Маршал Константин Константинович Рокоссовский болел. Надо думать, в его медицинской книжке лечащие врачи перечислили все заболевания. Годы, тревоги, бессонные ночи — все оставляло след, все вело к неотвратимому концу.

И осколок! Да, осколок бризантного снаряда, добротно сработанного на одном из военных заводов где-нибудь в Руре, Силезии или Баварии.

Разорвался снаряд давно, в марте сорок второго года...

Когда шла война, три ранения, и особенно последнее, тяжелое, давали о себе знать. Но не такое тогда было время, чтобы прислушиваться к недомоганиям, болям.

Окончилась война, но разве меньше стало забот, дел, обязанностей? Болеть и теперь не было времени. Правда, на очередных диспансеризациях врачи озабоченно выслушивали его, делали снимки грудной клетки, изучали кардиограммы: беспокоило легкое, разорванное осколком снаряда. Нашли и одну, как он считал, штатскую болезнь, порой сильно досаждавшую, — радикулит. Болела поясница, все трудней было скакать на лошади — заниматься любимым видом отдыха и спорта.

Или это уже старость?

Когда маршал начал сдавать, врачи произвели самый тщательный осмотр, рентген пробрался во все уголки его стареющего тела и снова натолкнулся в глубине костей таза на осколок снаряда. На тот самый, что почти тридцать лет, притаившись, находился в теле маршала, чтобы в конце концов снова заявить о себе...

Когда тебе уже семьдесят лет, когда жизнь в основном уже позади, можно спокойно и трезво взвесить и оценить прошлое. Рокоссовскому незачем было перед самим собой скромничать, прибедняться. Он знал, что сделал в жизни немало. Служил верно Родине и партии, с оружием в руках защищал советскую землю. Одним словом, сделал все, что мог. Совесть была чиста.

Но почему странное чувство незавершенности все чаще и чаще тревожит его? Редеют ряды соратников, боевых друзей, ветеранов гражданской и Великой Отечественной войн. Старые раны и груз лет, заполненных ратными трудами, косят их.

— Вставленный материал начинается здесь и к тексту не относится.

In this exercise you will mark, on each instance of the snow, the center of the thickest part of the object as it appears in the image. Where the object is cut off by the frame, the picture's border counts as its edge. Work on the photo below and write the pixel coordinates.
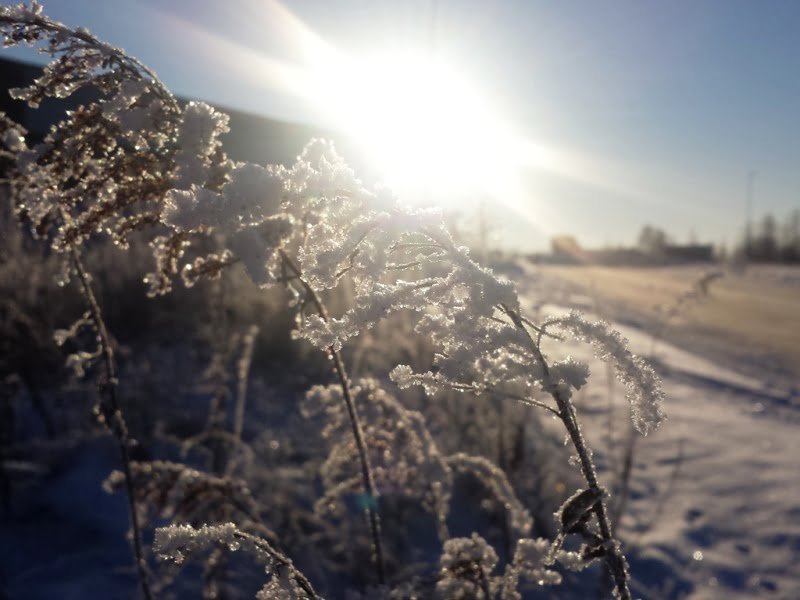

В бессонные ночи вспоминался весь жизненный путь — от тех августовских дней четырнадцатого года, когда по команде «По коням!» он молодцевато вскакивал на коня в драгунском полку, и до завершающих битв Великой Отечественной войны...

Можно ли не написать об этом?

Так появилось желание — нет, потребность! — рассказать о самом главном в своей жизни, поделиться своими мыслями, опытом.

Хватит ли сил для такого труда? Труда непривычного, нового — за письменным столом. Должно хватить. Хватит!

Старый, больной, израненный человек взялся за труд тяжелый и изнурительный: начал писать книгу.

Днем — служба, полный рабочий день. Совещания, заседания, конференции, учения, инспекции. А по вечерам до глубокой ночи и в воскресенья и праздничные дни с утра до вечера он сидел за письменным столом. Силой памяти воскрешал события военных лет, высокий и яростный их накал. Вновь вставали перед ним друзья и товарищи, начальники и подчиненные, живые и мертвые.

В ночном кабинете, освещенном настольной лампой, он снова переживал тревоги, удары, обиды и радости всей жизни. Теперь многое стало ясней. Понятней становились детали, подробности, отдельные факты.

Но основное, главное, решающее в жизни всегда было ему ясно и понятно: и в первый день войны, и в октябре сорок первого, и под Сталинградом, и на Курской дуге, и на Одере.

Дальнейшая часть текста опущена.